Diberitakan sebelumnya, Anggota Komisi VI DPR Andre Rosiade pun mempertanyakan kinerja pemerintah dalam menjamin ketersediaan minyak goreng dan menjaga kestabilan harga Minyak Goreng Curah untuk Kebutuhan Masyarakat, Usaha Mikro, dan Usaha Kecil.

Adapun dalam hal ini Menko Perekonomian Airlangga Hartarto dan Menteri Perindustrian Agus Gumiwang Kartasasmita.

"Ketua Umum Asosiasi Perdagangan Pasar Seluruh Indonesia (APPSI) Mas Sudaryono menghubungi saya, dia bilang pedagang pasar menjerit gara-gara minyak goreng curah yang dijanjikan pemerintah masih 'gaib' di pasar.

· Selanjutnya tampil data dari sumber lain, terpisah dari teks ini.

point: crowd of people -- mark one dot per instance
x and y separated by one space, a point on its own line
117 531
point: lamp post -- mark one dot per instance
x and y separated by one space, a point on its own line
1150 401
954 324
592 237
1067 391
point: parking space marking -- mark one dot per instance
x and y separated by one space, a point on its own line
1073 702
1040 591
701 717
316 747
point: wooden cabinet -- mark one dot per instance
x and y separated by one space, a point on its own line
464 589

Kasihan rakyat, di kasih harapan palsu terus sama pemerintah, mana kinerjanya?," kata Andre, di Jakarta, Rabu, 23 Maret.

Andre menjelaskan dalam rapat kerja Komisi VI DPR-RI lalu, Menteri Perdagangan Muhammad Lutfi mengatakan proses produksi minyak goreng curah akan ditentukan oleh Kementerian Perindustrian (Kemenperin) mulai dari produsen hingga distributor.

Apalagi kini, Kemenperin telah mengeluarkan Peraturan Menteri Perindustrian (Permenperin) Nomor 8 Tahun 2022 tentang Penyediaan Minyak Goreng Curah untuk Kebutuhan Masyarakat, Usaha Mikro, dan Usaha Kecil dalam Kerangka Pembiayaan oleh Badan Pengelola Dana Perkebunan Kelapa Sawit (BPDPKS).

"Peraturan tersebut kan mengatur kewajiban penyediaan Minyak Goreng Curah di dalam negeri. Tapi nyatanya, ada 16 ribu pasar yang ada di Indonesia yang memiliki anggota dan pengurus APPSI tidak menemukan minyak goreng curah tersebut dengan harga Rp14.000 per liter atau Rp15.500 per kilogram sesuai dengan Permendag Nomor 11 Tahun 2022," sesal Andre.